GM Canada on June 25 said CAMI would be on schedule plant shutdown during the first two weeks of July, and down again the week of July 19 through the week of July 26, due to semi conductor shortage.


The shortage stems from last year’s two-month shutdown of global vehicle manufacturing because of the COVID-19 pandemic. As demand for chips from the auto industry plunged, chipmakers turned their attention to consumer electronics, providing microchips for computers, smartphones, televisions and video games.

Since then, auto sales have surpassed expectations from a year ago, leaving chipmakers scrambling to keep up with increased demand. About 10 per cent of all semiconductors produced worldwide go to the auto industry.

The problem for the industry is that plants that produce the types of microchips it needs more than any other are already at or near full capacity, said Bettina Weiss, chief of staff at California-based SEMI, which represents 2,400 electronics design and manufacturing companies. Most auto components use older microchip technology built at 200-millimetre fabrication facilities — or 200-mm fabs, as they are known in the supply chain. Those fabs produce chips using 200-mm wafers, while cutting-edge semiconductors are built at plants using 300-mm wafers.

Capacity at those 200-mm plants is already near 100 per cent, and adding new lines would take time — and could prove to be difficult to do. Much of the machinery and equipment needed for 200-mm production is now difficult to come by because the technology is older, Weiss said.

“The semiconductor guys are certainly trying to help mitigate this very difficult shortage right now. The challenge is that nothing is quick.”

The shortage, Weiss said, “is going to continue for quite a while, I’m afraid.”

The supply squeeze comes even as global-200-mm-fab capacity was on pace to reach record growth this year, Weiss said. Capacity is expected to rise as 22 new or expanded 200-mm plants come on line worldwide by 2024.
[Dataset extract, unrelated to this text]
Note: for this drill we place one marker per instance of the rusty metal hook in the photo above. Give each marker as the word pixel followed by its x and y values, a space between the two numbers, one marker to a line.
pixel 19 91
But while these projects will help microchip makers keep up with increased demand in the future, they’ll do little to address the current crisis, since many won’t be operational for years, Weiss said.


So what can be done in the meantime?

David Adams, CEO of the Global Automakers of Canada, which represents the interests of import automakers, said the chip crisis could force the companies to rethink their supply chains, making them more regional and vertically integrated.

“That sort of flies in the face of the decentralized [just-in-time manufacturing] model, which works well when there are no external threats or disruptions, but that is not the world we live in today.”

Building new plants requires time and massive investments. Chip fabricator Taiwan Semiconductor Manufacturing Co. (TSMC) is investing in a new fab in Arizona that it says could build 20,000 300-mm wafers per month. But the project will require a US $3.5-billion ($4.2-billion) investment upfront, with plans to invest $12 billion ($14.5 billion) there through 2029.

AutoForecast Solutions’ Fiorani suggested that in the meantime, automakers and suppliers could purchase existing or mothballed plants to get microchips built for the auto industry.

“Chip manufacturers will either see the opportunity in making money off of those chips,” he said, “or the established automotive supplier community is going to build their own infrastructure for chips.

“Somebody’s going to see the writing on the wall and the money to be made and go after it.”

Automakers, suppliers, chipmakers and every player in the supply chain should engage in “transparent, honest and open dialogue” to better understand where their respective pain points are today so that they can be addressed in the future, Weiss said.

“How are some of these regional supply chains structured? What are the arrangements [automakers] have with their tiers? Maybe commitments [become] longer, which makes it easier to plan,” she said.  “There’s so much to be learned just by talking about this and seeing how they can align more and get more visibility into longer-range planning for an OEM.”

Alexa St. John and Hannah Lutz of Automotive News contributed to this story.